According to the Denver Post (http://tinyurl.com/kgovo5o ), Chief Deputy District Attorney Henry Cooper said Fields obtained a permanent protection order against Sain and felt her safety concerns had been met.
Sain was charged in February with harassment involving ethnic intimidation and attempting to influence a public servant. He told Denver police he sent Fields six emails filled with profanity and epithets and left similar voicemails between Feb. 13 and 15, during her efforts to tighten state gun laws.
Cooper said a provision of the protection order issued Tuesday requires Sain to undergo mental health treatment.
“Her concerns about her safety have been met by that process,” he said.
Sain’s attorney, Siddhartha Rathod, had maintained that his client’s emails were protected free speech and said only that “the result speaks for itself and we are satisfied with the result.”
Fields did not return phone calls or respond to an email seeking comment and Rathod could not be reached by phone.
Rathod told a judge in March that Sain acknowledged calling and sending emails laced with profanities and racial slurs to Fields. Rathod said that while the messages were offensive, they were not threatening and they were constitutionally protected political speech.
Rathod also said Sain, 42, was not responsible for a letter sent to Fields that said “There Will Be Blood!” and listed Fields and her daughter.
Fields is a Democrat who represents Aurora, where a gunman killed 12 people in a movie theater last summer. She is black. Sain, a technology executive who was suspended after his arrest, is white.
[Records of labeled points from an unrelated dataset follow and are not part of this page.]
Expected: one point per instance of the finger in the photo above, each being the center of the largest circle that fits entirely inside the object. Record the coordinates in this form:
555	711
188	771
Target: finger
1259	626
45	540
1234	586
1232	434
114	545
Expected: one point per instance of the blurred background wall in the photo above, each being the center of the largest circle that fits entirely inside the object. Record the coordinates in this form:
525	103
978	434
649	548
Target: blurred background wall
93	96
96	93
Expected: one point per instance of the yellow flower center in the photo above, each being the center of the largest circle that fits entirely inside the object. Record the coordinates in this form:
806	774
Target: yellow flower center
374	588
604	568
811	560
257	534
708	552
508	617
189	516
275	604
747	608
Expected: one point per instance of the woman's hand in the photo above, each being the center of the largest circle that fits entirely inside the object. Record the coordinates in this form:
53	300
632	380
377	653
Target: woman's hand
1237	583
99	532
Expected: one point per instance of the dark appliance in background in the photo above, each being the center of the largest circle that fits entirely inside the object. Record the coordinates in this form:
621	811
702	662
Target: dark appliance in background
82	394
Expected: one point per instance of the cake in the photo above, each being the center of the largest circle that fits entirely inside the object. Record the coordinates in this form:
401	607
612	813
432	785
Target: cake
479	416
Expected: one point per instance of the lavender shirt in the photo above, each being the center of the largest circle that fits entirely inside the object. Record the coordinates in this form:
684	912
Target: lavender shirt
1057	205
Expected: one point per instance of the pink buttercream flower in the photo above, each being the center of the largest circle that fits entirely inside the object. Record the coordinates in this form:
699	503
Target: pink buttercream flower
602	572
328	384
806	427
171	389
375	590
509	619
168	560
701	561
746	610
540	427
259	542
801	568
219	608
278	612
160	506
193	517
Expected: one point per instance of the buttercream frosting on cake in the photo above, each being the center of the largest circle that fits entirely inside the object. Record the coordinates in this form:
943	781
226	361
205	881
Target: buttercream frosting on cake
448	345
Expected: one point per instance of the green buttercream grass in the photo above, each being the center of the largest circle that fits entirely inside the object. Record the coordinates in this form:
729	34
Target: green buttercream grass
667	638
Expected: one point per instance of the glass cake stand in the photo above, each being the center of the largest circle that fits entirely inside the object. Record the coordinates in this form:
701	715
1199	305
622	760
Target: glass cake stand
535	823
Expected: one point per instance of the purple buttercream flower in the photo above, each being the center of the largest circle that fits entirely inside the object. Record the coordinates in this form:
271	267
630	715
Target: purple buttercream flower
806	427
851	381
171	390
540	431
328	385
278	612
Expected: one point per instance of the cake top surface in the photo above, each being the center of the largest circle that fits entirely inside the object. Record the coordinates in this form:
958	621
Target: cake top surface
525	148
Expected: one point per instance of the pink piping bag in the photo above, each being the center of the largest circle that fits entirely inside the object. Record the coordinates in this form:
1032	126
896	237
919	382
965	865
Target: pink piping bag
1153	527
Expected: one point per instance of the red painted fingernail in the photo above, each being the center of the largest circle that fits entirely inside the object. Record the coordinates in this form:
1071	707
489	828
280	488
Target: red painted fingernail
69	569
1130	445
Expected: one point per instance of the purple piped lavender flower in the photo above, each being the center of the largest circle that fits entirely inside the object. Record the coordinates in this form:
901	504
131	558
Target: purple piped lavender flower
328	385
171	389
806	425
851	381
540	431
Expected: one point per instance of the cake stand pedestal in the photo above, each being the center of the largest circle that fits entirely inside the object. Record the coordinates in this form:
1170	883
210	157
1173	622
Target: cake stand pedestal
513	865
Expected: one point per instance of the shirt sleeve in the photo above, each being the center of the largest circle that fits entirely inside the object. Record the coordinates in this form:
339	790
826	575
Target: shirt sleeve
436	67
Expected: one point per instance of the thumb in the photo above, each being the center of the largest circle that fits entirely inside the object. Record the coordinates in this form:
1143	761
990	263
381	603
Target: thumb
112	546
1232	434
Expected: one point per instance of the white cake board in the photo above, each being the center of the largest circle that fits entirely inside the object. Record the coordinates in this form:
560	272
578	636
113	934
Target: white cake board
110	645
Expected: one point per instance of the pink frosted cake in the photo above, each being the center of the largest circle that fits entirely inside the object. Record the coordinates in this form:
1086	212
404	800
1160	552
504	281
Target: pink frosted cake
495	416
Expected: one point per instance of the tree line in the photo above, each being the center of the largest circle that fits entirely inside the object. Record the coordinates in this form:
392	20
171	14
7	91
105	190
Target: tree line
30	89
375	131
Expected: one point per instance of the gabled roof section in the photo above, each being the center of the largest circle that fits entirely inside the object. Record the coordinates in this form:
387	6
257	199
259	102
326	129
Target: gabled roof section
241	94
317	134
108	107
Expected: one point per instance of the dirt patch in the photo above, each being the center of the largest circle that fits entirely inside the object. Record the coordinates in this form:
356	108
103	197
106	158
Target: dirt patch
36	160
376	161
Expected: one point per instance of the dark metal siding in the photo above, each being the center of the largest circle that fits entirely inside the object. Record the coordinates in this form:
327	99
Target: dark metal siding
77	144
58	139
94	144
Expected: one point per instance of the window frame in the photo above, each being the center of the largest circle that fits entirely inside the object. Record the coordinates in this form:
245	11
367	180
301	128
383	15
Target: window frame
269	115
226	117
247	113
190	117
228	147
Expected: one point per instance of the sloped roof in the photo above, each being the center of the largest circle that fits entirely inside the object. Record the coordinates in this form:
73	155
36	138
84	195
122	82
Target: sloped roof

Police said that in one message, Sain told Fields he hoped someone would “Gifords” her, an apparent reference to the 2011 shooting and wounding of U.S. Rep. Gabrielle Giffords of Arizona. A police affidavit said Sain apologized for his comments.
If found guilty, Sain could have faced up to six years in prison.
Sain was the chief operating officer at SofTec Solutions Inc., an Englewood information technology company that does work for the government and health care companies. The company said he was suspended then fired.